The fact that the financial sector led last night’s rally in the S&P 500 might be a defining factor for the ASX 200 this morning. It could see the local banks lend support to cyclical stocks, which are benefitting from ongoing signs of co-ordinated global growth.

In recent years, we have been used to markets assessing the US employment data through the prism of what it means for Fed monetary policy. Tonight may be a different. Global growth is currently the dominant theme for equity markets. If the latest US employment data beats expectations, it could validate this theme and lend weight to the stock market rally.

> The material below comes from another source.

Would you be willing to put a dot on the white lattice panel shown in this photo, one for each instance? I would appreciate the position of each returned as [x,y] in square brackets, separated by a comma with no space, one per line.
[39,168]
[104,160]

Strong gains in the Aussie Dollar may be one headwind for some sectors of the stock market today. The Aussie Dollar continues to benefit from stronger commodity prices and solid Chinese economic data. AUDUSD has rallied an impressive 4.8% in an uninterrupted rally that began on 11th December.  Further strength in the iron ore price yesterday also led to a sharp jump in the Aussie Dollar against the Yen.

Oil posted only modest overnight gains despite news of a healthy decline in US inventories over the past week. This may suggest mounting caution while traders wait to assess the extent of shale oil supply increases induced by current higher prices.